Ender’s Game by Orson Scott Card reader review

Orson Scott Card’s 1985 novel Ender’s Game reviewed by readers of the SciFiNow Book Club. Let us know what you’ve been reading!

Ender's Game by Orson Scott Card

To submit your reader review, just send 300 words as a text document on the last thing you read, new or old, sci-fi, fantasy, comic-book or horror, to james.hoare@imagine-publishing.co.uk, and it could not only appear here but might make it into the magazine!

Ender's Game by Orson Scott CardEnder’s Game
Author: Orson Scott Card Publisher: Atom
Release Date: 1 December 2011 Price: £7.99

Being special and different is the mainstay of many classic science fiction stories, from More Than Human to The Chrysalids and Flowers For Algernon. They all revolve around a compelling situation; a special person or small group of people that have an ability or physical attribute that makes them feel alone, separated from the rest of humanity. Their ‘specialness’ makes them a subject of ridicule or fear or plain incomprehension. These protagonists are often children, wishing to belong and to be understood but, instead, are abandoned or even hunted down. In some of the stories, there is a further twist. What if the special ability, the freakishness that these youngsters possess was needed by humanity? Would they help the ordinary masses that treat them so badly?

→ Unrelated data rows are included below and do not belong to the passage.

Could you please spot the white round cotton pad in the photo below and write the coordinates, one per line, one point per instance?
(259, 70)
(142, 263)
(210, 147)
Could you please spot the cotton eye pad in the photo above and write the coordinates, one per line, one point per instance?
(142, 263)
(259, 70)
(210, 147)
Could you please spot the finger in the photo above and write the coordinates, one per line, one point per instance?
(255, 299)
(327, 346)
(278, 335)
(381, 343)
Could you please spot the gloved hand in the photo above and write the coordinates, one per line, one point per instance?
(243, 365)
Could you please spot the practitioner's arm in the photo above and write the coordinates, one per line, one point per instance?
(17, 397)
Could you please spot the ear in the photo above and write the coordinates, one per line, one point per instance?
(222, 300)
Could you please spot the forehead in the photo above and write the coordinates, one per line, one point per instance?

This is the core issue of Orson Scott Card’s novel Ender’s Game. It is about a young boy called Ender, a brilliant but lonely child. His elder brother is a ruthless manipulator and it is only with his sister that Ender can share love, understanding and support. Even this comfort is taken away when he is asked by the military to attend an elite academy out in space. Humanity is threatened by a hostile alien race and Ender is needed to fight those aliens. He travels to the academy and enters a harsh environment where his abilities only create more resentment, envy and hostility. Tested by the authorities and his fellow cadets to the point of destruction, Ender must not only stay alive, but dig deep within himself to unlock the secret of defeating the aliens and thereby, save humanity. Will he make himself a monster, a ruthless warrior for the sake of the people that excluded and feared him?